Nezahat Hanım, mektubu nasıl aldığını ve sakladığını Işık'a anlatır. Küçük kızının bu konuda onu anlayacağını ve destekleyeceğini umar.
Ancak Işık annesinin beklediği tepkiyi vermez. Ablasının Ahmet'i çok sevdiğini ve ondan ayrıldıktan sonra ne kadar üzüldüğünü bilmektedir.
Nezahat Hanım, Işık'ın sözleriyle derinden sarsılır. Yasemin'in Necdet ile evliliğinde çok mutlu olmadığını o da hissetmektedir.
Işık, saatlerdir ağlayan annesine sarılır ve ona moral vermeye çalışır.
Ahmet, evden çıktıktan sonra da sakinleşemez. Bunca yıldır çektiği acının sorumlusunun kendi annesi olduğunu öğrenmek onu yıkmıştır.
Yasemin, elinde mektupla evinin önünde arabanın içinde oturmaktadır. Gözlerini siler ve gerçek hayatla yüzleşir.
Evde küçük kızının onu beklediğini düşünür. Artık sorumlulukları olan bir annedir.
Yasemin eve girdiğinde Necdet ve Rüya sofrayı hazırlamaktadır. Baba-kız Yasemin'i büyük bir neşeyle karşılar.
Lale de Rüya'yı özlemiş ve akşam yemeğine gelmiştir. Yasemin, kendini toparlamaya çalışır.

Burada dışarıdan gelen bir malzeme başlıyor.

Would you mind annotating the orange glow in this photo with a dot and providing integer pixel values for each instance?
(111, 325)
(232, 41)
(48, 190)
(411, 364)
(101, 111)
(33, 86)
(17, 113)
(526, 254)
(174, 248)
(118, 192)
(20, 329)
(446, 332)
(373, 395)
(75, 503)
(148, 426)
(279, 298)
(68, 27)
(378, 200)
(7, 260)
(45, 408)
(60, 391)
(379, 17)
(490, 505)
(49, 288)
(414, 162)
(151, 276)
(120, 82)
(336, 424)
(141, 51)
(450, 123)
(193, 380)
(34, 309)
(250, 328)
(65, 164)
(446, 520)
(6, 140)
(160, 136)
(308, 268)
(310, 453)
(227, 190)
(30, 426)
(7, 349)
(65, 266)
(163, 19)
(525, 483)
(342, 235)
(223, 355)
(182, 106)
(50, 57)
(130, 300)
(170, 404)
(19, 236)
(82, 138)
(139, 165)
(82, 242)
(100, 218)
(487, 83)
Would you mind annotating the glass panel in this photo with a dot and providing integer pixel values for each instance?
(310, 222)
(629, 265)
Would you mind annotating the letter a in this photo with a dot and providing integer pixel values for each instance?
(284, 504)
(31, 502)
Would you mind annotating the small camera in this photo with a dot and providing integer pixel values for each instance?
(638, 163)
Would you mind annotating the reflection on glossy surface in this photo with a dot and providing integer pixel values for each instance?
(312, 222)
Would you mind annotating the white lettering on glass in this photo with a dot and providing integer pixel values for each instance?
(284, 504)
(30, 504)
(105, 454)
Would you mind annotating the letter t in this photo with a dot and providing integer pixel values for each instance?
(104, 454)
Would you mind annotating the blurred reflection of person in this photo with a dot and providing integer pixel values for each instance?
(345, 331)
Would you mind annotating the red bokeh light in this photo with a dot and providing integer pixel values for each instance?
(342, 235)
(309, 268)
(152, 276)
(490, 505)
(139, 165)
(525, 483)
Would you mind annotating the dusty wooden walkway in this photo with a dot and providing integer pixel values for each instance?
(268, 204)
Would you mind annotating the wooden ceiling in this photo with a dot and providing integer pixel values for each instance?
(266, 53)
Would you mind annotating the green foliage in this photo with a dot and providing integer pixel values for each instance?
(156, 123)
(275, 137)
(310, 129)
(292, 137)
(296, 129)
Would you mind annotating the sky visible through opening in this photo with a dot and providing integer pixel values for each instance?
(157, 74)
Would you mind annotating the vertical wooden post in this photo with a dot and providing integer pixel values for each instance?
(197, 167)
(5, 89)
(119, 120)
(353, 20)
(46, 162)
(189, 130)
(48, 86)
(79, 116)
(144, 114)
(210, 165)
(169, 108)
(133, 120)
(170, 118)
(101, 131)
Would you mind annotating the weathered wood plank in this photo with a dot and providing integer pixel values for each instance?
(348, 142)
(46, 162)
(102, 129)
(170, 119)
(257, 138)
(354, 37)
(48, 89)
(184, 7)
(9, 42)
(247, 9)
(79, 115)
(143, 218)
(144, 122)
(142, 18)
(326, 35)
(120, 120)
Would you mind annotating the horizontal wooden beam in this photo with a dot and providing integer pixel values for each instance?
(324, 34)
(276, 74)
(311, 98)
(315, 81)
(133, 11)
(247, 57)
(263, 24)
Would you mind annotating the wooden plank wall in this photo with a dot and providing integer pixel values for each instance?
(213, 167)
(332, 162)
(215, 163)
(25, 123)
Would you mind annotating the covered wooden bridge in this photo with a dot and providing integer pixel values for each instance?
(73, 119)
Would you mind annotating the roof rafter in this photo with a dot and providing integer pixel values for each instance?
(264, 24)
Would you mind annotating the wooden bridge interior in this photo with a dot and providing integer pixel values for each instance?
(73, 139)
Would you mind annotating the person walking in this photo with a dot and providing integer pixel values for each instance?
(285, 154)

Lale, heyecanlı bir halde masaya oturur.
Rüya önce biraz isteksiz davranır. İsteğini dile getirmesi için halasına baskı yapar. Ancak Lale, bu konuyu Rüya'nın açmasını istemektedir. Küçük kız sonunda baklayı ağzından çıkarır.
Necdet, kızının açıklaması karşısında ne söyleyeceğini bilemez. Yasemin ise, gözlerini öne eğer.

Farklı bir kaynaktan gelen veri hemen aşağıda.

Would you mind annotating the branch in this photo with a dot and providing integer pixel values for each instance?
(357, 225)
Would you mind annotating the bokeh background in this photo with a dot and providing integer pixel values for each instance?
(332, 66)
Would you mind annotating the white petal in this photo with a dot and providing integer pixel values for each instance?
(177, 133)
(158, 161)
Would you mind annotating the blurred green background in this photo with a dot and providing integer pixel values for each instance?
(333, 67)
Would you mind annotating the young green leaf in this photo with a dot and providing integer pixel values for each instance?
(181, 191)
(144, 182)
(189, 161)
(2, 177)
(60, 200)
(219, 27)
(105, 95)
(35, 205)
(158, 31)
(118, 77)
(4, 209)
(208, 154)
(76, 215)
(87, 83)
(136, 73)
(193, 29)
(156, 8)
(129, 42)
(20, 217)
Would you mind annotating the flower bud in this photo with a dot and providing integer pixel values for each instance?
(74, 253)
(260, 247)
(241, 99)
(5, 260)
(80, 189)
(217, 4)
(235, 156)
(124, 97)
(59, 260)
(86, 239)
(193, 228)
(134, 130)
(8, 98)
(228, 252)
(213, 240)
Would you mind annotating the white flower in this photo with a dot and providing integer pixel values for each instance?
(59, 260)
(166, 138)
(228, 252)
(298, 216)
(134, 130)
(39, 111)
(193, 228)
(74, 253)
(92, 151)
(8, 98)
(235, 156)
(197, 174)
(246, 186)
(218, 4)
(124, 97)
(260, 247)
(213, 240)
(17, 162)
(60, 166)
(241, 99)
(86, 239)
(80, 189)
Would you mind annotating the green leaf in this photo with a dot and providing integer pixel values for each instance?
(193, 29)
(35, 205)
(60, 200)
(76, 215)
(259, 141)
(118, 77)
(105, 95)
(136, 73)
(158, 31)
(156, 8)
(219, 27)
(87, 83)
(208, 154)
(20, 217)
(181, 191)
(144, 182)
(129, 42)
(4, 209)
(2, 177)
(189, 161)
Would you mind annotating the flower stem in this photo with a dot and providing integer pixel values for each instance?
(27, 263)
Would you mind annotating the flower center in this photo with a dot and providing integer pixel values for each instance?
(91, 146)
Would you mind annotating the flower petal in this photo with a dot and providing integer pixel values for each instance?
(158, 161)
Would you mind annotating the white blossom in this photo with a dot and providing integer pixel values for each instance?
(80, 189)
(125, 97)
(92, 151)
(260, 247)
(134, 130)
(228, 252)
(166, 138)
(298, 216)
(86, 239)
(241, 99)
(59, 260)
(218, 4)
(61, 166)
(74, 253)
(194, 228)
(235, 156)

Necdet, Rüya'nın yanağını okşayarak esprili bir dille küçük kızının büyümesini beklediklerini söyler.
Selma Hanım, eşine ve kızına Ahmet'le yaşadıkları tartışmayı anlatır. Defne, ağabeyini haklı bulmaktadır.
Selma Hanım, oğlunun nerede olduğunu merak etmektedir. Defne, ağabeyinin Büyükada'da olduğundan emindir.
Şevket Bey, Selma Hanım'dan sakin olmasını rica eder. Ertesi gün Ahmet'i bulacağını söyler.